Key value oriented database vs document oriented database

212 Views Asked by At

I have recently started learning NO SQL databases and I came across Key-Value oriented databases and Document oriented databases. Since they have a similar structure, aren't they saved and retrieved the exact same way? And if that is the case then why do we define them as separate types? Otherwise, how they are saved in the file system?

1

There are 1 best solutions below

0
amirouche On

To get started it is better to pin point the least wrong vocabulary. What used to be called nosql is too broad in scope, and often there is no intersection feature-wise between two database that are dubbed nosql except for the fact that they somehow deal with "data". What program does not deal with data?! In the same spirit, I avoid the term Relational Database Management System (RDBMS). It is clear to most speakers and listeners that RDBMS is something among SQL Server, some kind of Oracle database, MySQL, PostgreSQL. It is fuzzy whether that includes SQLite, that is already an indicator, that "relational database" ain't the perfect word to describe the concept behind it. Even more so, what people usually call nosql never forbid relations. Even on top of "key-value" stores, one can build relations. In a Resource Description Framework database, the equivalent of SQL rows are called tuple, triple, quads and more generally and more simply: relations. Another example of relational database are database powered by datalog. So RDBMS and relational database is not a good word to describe the intended concepts, and when used by someone, only speak about the narrow view they have about the various paradigms that exists in the data(base) world.

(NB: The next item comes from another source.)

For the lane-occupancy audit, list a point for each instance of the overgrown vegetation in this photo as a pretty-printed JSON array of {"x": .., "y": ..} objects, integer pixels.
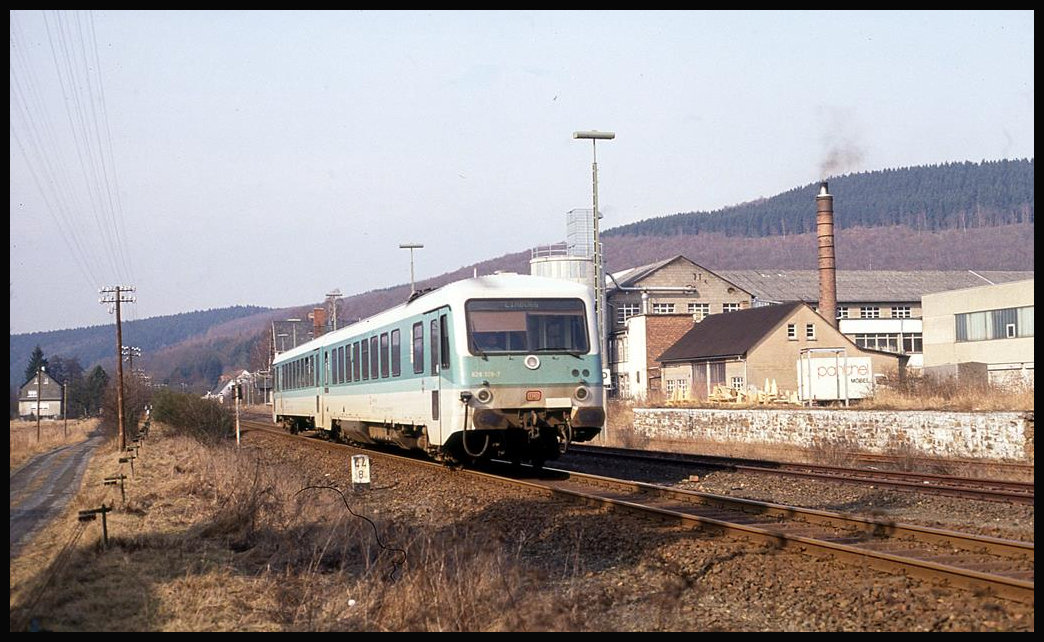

In my opinion, it is better to speak of "SQL databases" that describe the databases that support a subset or superset of SQL programming language as defined by the ISO standard.

Then, the NoSQL wording makes sense: database that do not provide support for SQL programming language. In particular, that exclude Cassandra and Neo4J, that can be programmed with a language (respectivly CQL and Cypher / GQL) which surface syntax looks like SQL, but does not have the semantic of SQL (neither a superset, nor a subset of SQL). Remains Google BigQuery, which feels a lot like SQL, but I am not familiar enough with it to be able to draw a line.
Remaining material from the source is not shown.